A suggestive connection of these ideas to nonspatial tasks is ubiquitous findings that the the hippocampal system is implicated in acquired equivalence, transitive inference, and sensory preconditioning effects , –, as well as the flexible use of conceptual  and structured  knowledge. All of these effects demonstrate a bias in novel choice probes caused by previously learned stimulus-stimulus relations. Model-based decision making relies on a similar ability to flexibly chain together or recombine associations in novel ways, as exercised in latent learning tasks like our choice probes here.
Accordingly, we hypothesized that participants would draw on hippocampally-linked contingencies to make decisions. Indeed, the learning rates that best explained both choices and BOLD signals during the decision trials were not distinguishable from those seen in hippocampus and nearby ventral stream visual cortex during sequential responding, while differing significantly from those seen in BOLD activity in caudate and the fast process in reaction times.
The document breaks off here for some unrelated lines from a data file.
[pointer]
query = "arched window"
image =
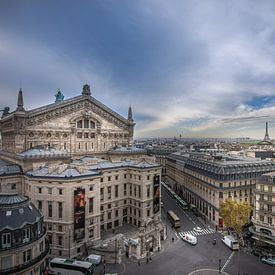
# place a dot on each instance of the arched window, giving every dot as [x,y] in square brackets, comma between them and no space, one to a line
[79,124]
[86,123]
[92,125]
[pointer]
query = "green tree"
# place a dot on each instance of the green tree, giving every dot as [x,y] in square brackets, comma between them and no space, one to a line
[235,214]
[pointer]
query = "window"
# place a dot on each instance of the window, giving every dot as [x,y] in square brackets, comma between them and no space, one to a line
[40,205]
[148,191]
[6,240]
[60,210]
[109,192]
[86,123]
[102,194]
[92,125]
[60,240]
[91,205]
[50,238]
[26,235]
[50,209]
[79,124]
[27,255]
[91,233]
[116,191]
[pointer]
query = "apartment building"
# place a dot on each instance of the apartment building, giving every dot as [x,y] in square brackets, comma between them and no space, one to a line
[205,181]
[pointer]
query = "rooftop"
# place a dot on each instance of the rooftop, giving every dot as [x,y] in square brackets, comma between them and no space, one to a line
[87,166]
[7,168]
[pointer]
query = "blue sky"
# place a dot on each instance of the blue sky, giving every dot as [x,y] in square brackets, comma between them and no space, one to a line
[195,68]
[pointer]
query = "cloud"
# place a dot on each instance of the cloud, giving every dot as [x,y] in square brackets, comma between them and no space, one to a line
[195,68]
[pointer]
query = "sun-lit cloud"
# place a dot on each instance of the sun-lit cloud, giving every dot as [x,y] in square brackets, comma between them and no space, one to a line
[192,68]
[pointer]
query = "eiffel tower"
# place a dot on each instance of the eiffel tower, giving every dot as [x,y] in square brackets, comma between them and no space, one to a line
[266,137]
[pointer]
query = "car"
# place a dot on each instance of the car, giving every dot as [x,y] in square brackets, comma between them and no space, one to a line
[268,260]
[94,259]
[258,252]
[197,229]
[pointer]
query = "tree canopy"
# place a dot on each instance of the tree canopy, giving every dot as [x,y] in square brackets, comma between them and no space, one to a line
[235,214]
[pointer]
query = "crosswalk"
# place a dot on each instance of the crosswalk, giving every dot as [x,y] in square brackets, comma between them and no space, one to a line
[204,231]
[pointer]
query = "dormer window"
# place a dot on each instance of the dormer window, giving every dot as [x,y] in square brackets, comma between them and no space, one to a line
[26,235]
[6,240]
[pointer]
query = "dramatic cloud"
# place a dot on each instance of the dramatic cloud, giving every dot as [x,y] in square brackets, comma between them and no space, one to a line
[195,68]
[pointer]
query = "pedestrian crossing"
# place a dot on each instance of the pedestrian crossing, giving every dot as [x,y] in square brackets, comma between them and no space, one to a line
[204,231]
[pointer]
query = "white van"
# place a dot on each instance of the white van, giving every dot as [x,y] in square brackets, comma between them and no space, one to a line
[94,259]
[231,242]
[189,238]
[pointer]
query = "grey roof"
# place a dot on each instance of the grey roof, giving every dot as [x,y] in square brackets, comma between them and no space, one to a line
[83,167]
[16,215]
[226,164]
[11,199]
[9,168]
[43,152]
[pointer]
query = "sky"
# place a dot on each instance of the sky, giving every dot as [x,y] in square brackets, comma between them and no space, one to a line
[190,68]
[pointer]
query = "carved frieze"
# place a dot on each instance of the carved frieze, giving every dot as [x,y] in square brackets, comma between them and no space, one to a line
[89,108]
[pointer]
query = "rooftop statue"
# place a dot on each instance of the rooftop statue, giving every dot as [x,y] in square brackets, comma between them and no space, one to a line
[59,96]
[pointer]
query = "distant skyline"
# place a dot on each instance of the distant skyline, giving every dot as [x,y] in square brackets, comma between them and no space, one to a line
[195,68]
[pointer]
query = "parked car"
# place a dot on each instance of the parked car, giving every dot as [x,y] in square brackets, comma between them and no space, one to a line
[258,252]
[197,229]
[268,260]
[189,238]
[94,259]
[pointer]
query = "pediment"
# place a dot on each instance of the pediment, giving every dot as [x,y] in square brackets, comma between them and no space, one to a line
[88,105]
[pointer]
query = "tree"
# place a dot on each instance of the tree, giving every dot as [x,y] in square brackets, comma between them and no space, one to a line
[235,214]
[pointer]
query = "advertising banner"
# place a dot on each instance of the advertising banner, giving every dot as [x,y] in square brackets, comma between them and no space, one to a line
[156,188]
[79,214]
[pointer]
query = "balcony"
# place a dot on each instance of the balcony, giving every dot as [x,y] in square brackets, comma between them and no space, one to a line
[26,265]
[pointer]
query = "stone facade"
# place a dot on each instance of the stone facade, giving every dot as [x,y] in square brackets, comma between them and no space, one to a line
[77,125]
[205,181]
[66,147]
[264,211]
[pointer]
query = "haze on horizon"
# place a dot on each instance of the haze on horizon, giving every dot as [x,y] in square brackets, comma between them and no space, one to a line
[195,68]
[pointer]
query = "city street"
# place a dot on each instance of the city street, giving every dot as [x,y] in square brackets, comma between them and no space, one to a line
[179,257]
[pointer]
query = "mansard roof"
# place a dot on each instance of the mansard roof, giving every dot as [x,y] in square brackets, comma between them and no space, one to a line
[8,168]
[225,164]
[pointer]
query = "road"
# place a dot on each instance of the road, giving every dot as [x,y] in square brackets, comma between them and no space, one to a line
[179,257]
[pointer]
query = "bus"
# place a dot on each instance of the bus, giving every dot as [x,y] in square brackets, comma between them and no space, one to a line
[59,266]
[173,218]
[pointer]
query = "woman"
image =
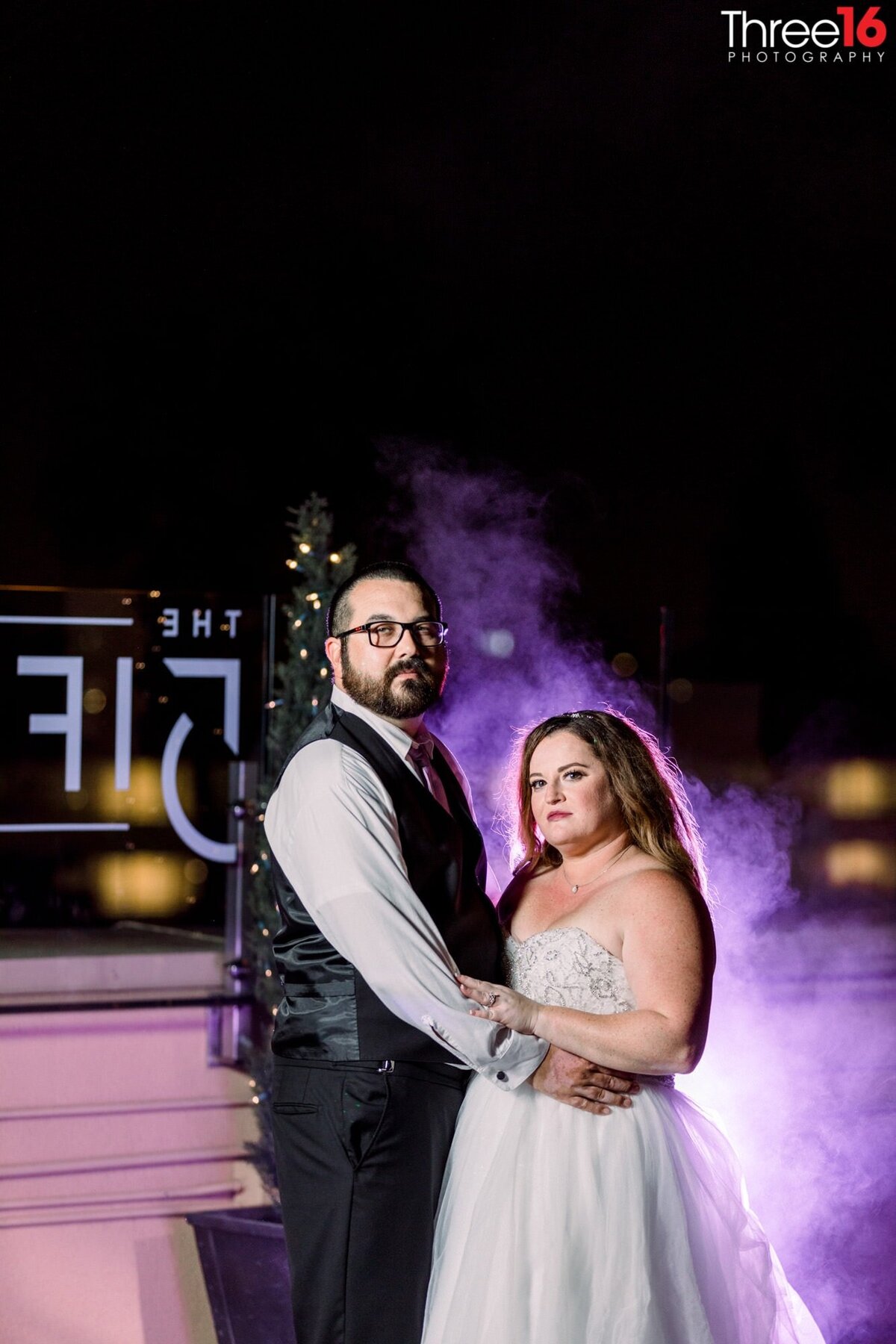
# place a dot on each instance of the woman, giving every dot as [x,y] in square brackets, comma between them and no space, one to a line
[556,1226]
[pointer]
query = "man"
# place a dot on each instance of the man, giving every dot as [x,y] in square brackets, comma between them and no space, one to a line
[381,880]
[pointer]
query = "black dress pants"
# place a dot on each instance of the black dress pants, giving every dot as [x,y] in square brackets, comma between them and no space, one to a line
[361,1156]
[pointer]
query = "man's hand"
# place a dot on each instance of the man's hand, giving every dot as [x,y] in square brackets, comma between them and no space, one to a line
[581,1083]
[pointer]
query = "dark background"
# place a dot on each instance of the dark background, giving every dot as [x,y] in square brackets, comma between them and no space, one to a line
[245,243]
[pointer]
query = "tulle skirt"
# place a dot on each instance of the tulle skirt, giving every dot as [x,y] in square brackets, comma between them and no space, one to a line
[561,1228]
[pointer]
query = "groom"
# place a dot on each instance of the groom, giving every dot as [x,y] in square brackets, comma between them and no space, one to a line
[381,880]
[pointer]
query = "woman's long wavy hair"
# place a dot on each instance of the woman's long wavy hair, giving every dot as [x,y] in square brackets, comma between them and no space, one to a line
[647,784]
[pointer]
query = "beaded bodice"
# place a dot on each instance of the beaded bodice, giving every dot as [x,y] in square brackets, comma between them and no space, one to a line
[568,969]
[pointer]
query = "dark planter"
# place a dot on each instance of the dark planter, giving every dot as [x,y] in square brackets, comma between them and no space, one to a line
[243,1257]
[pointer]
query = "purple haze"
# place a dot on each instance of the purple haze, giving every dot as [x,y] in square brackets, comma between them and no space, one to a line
[798,1068]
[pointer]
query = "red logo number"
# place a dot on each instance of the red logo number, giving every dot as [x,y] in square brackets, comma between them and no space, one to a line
[871,30]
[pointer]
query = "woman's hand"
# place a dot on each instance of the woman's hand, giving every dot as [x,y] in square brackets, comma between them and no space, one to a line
[497,1003]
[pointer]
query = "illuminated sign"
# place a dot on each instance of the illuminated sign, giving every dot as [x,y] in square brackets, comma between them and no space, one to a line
[122,717]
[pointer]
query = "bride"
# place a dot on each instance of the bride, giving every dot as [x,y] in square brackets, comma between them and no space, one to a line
[555,1228]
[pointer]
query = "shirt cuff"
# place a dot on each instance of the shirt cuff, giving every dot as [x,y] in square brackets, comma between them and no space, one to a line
[514,1062]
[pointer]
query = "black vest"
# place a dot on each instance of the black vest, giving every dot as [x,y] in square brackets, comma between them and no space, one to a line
[328,1009]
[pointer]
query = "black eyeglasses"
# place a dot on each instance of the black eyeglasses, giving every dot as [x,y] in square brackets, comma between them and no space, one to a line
[386,635]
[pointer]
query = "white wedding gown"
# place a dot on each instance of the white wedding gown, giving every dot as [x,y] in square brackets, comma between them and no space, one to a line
[561,1228]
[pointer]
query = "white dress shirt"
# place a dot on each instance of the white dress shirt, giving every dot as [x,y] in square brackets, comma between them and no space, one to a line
[332,827]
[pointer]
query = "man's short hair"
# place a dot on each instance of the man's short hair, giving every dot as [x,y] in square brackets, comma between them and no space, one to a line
[337,613]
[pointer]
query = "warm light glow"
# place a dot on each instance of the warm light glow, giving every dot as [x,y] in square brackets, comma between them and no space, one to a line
[141,803]
[860,788]
[625,665]
[862,862]
[139,885]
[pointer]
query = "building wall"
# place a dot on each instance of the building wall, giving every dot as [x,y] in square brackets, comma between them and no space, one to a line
[113,1127]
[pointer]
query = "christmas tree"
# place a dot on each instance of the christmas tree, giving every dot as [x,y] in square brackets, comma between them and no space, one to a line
[301,688]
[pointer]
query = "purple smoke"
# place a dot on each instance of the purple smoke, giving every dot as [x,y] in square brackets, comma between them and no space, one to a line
[801,1039]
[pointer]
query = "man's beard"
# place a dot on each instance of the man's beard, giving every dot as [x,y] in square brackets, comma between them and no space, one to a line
[408,700]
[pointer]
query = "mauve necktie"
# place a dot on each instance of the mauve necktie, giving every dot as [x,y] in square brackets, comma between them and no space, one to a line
[420,754]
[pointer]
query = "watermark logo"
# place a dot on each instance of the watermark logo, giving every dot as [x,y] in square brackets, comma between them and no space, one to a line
[853,37]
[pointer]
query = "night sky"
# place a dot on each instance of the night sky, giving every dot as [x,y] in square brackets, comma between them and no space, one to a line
[245,245]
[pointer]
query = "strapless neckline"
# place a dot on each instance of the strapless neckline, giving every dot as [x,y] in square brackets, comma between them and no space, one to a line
[521,942]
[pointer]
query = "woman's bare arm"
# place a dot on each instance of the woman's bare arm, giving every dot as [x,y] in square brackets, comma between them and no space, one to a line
[668,953]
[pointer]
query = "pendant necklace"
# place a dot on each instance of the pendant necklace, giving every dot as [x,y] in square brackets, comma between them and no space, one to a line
[574,887]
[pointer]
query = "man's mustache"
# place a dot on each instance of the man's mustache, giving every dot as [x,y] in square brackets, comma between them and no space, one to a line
[413,665]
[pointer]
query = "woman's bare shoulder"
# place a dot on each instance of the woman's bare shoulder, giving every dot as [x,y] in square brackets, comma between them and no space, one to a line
[655,892]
This quantitative convergence between learning processes examined during different tasks and through the lens of different observables substantiates the idea that model-based decisions and incidental stimulus-stimulus learning, like other sorts of relational learning and transfer , – are supported by the same hippocampal memory system.
Interestingly, the literature concerning these tasks suggests what appear to be two distinct (but potentially complementary) mechanisms supporting the flexible transfer of relational knowledge to novel probes. Some studies have demonstrated that better performance on transfer probes is predicted by hippocampal BOLD activity at learning but not test time ,  suggesting that transfer is somehow supported by processes that occur already during encoding. One hypothesis is that such activity reflects the immediate transfer of learning, when information is first obtained, to other related associates by a process of spreading activation. In other studies , , neural activity at probe time also related to correct performance or with the relational information itself. This suggests the importance of processes occurring at the time of retrieval, and is consistent with theories (as in the standard account of model-based RL) that transfer is supported by some sort of active inference, planning or search at the time of the novel choice. Our result (discussed further below) that hippocampal activity tracked the difficulty of the decision probes speaks to the latter mechanism, providing relatively direct evidence that the hippocampal system engages in more computation for harder transfer problems (see also Simon & Daw ). Altogether, these two distinct but complementary mechanisms appear to be each well supported across the literature, and could plausibly both contribute in different circumstances.
The type of model-based decision making studied here contrasts with “model-free” habit learning, of the sort associated with dorsolateral striatum , predominant temporal-difference learning accounts of reward prediction error signal seen in dopamine neurons , and the striatal BOLD response –. That said, parts of striatum are clearly necessary for model-based decision making in rodents as well , . Perhaps related, in human neuroimaging, even reward prediction errors observed in ventral striatum — though often characterized as reflecting the teaching signal for model-free stimulus-response learning — have recently been shown to report information about the state-state or relational structure of a task that would be known only to a model-based system , . This may suggest some crosstalk between model-based and model-free learning in the brain. The reward prediction errors in the decision phase of the present task are consistent with these results, in that they reflect stimulus-stimulus predictions combined with trial-specific rewards to which a purely model-free reinforcement learner would be blind. The present results also extend these findings by showing that the stimulus-stimulus learning rate driving these prediction error effects matches that from the hippocampal system during the sequential response task, suggesting all these are indeed driven by a common learning process.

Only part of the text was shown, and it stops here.